Die Untersuchung ist aussagekräftig, da sie eine der größten ihrer Art ist und zudem versucht wurde, andere Einflussfaktoren auf das embryonale Wachstum wie Rauchen und Alkohol auszuschließen.

Zur Seriosität der Studie trägt auch bei, dass die Daten prospektiv erhoben wurden, das heißt die Frauen wurden zu Beginn ihrer Schwangerschaft in die Untersuchung einbezogen, als noch unklar war, wie sich ihr Nachwuchs entwickeln würde. Werden Daten nachträglich erhoben, sind die Ergebnisse häufig verzerrt.

Ein Problem von Studien zu Ernährungsgewohnheiten ist, dass sie auf den - oft unzuverlässigen - Aussagen der Beteiligten beruhen. In diesem Fall wurde der angegebene Koffein-Konsum jedoch mit Speichelproben und Stoffwechselbestimmungen abgeglichen.

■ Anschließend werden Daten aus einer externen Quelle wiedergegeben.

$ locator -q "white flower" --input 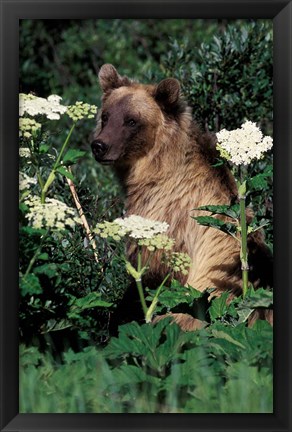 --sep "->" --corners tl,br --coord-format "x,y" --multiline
19,147 -> 31,159
24,195 -> 81,230
19,118 -> 42,138
19,172 -> 37,191
216,121 -> 273,165
19,93 -> 67,120
114,215 -> 169,239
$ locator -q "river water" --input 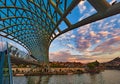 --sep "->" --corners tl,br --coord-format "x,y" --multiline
13,70 -> 120,84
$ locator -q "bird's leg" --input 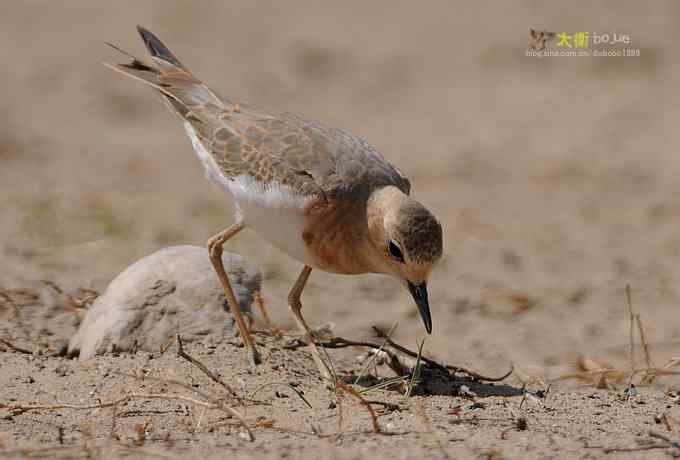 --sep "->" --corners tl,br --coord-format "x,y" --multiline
288,265 -> 333,382
207,221 -> 261,366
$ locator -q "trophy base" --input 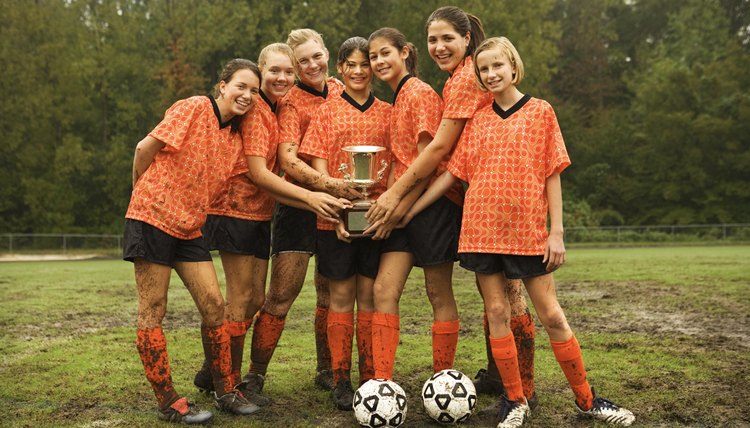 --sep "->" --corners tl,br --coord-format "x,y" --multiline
344,201 -> 372,238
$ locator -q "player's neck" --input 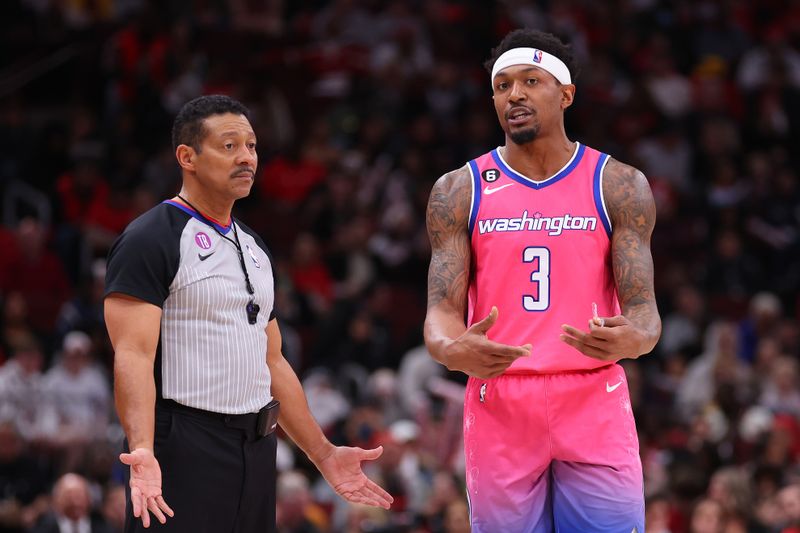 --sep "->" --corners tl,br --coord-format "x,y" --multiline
502,136 -> 575,181
176,185 -> 233,226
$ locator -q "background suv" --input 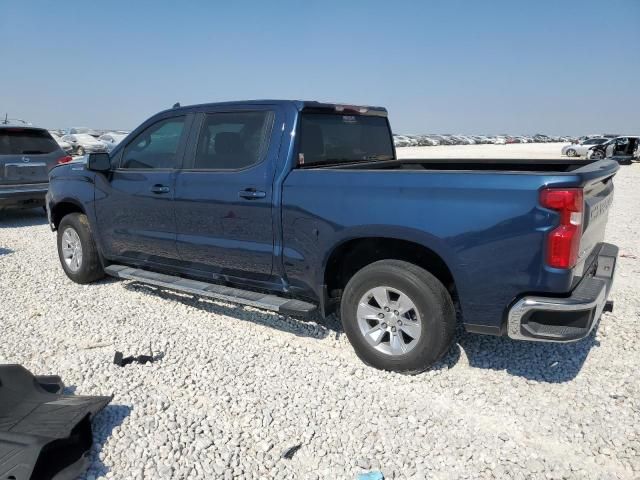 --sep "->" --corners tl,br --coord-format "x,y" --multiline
0,125 -> 71,210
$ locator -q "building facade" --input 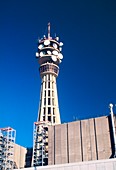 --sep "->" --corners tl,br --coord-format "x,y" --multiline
48,115 -> 116,165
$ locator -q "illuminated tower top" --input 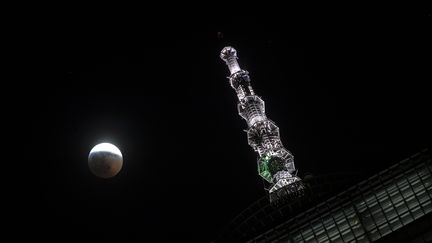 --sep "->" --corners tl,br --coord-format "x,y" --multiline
220,46 -> 303,200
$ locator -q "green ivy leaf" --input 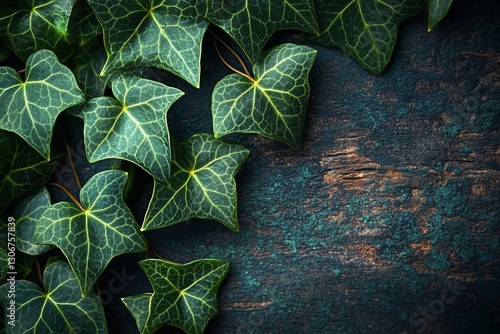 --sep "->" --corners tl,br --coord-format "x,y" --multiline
123,259 -> 229,334
82,73 -> 184,183
428,0 -> 453,31
0,0 -> 73,61
88,0 -> 208,87
308,0 -> 425,74
0,130 -> 63,213
11,187 -> 53,255
207,0 -> 318,64
212,44 -> 317,148
0,261 -> 107,334
0,50 -> 85,159
35,171 -> 147,295
142,133 -> 249,231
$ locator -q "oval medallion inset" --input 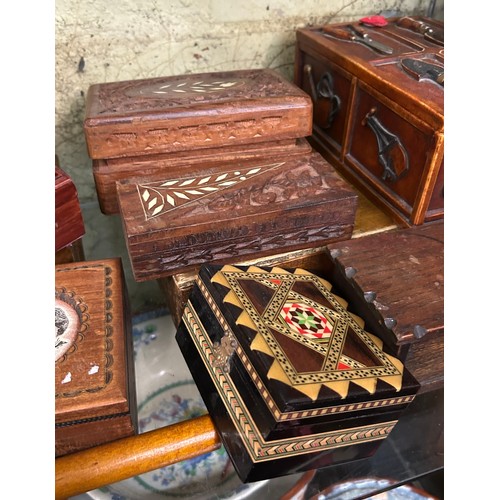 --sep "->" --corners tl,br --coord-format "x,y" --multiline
55,299 -> 80,361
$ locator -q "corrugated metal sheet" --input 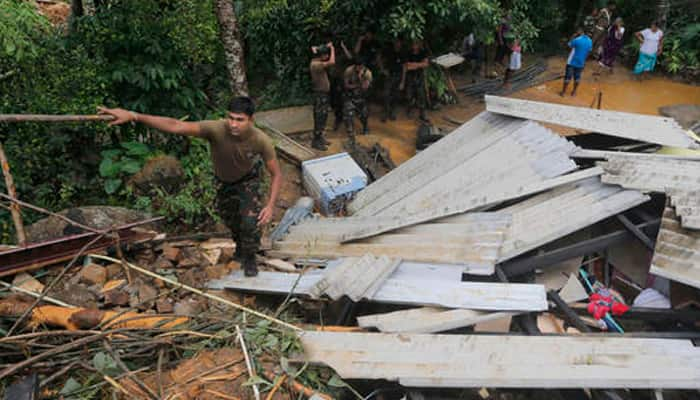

Dass die Wirkung des Koffeins, das neben Kaffee und Tee auch in Cola, Energy-Drinks und Schokolade enthalten ist, bisher unterschätzt wurde, legt ein anderes Ergebnis der britischen Forscher nahe. "Der Einfluss des Koffeins auf das Wachstum war in unserer Studie so groß wie der des Alkohols", sagen Konje und Cade. "Wir haben keinen Grenzwert gefunden, von dem an kein Zusammenhang mehr bestand."

Ein Zeitfenster gebe es ebenfalls nicht. Da Koffein die Plazenta ungehindert passiert, kann es in jeder Phase der Schwangerschaft auf den Fetus einwirken. 200 Milligramm Koffein vermindern den Blutfluss in der Plazenta um ein Viertel, was die Wachstumsstörungen erklären könnte.

Die Umsetzung der Empfehlung könnte daran scheitern, dass viele Menschen Koffein allein mit Kaffee in Verbindung bringen. In der Studie gingen 60 Prozent des Koffein-Konsums jedoch auf Tee zurück und nur 14 Prozent auf Kaffee. Das könnte aber auch an britischen Gewohnheiten liegen.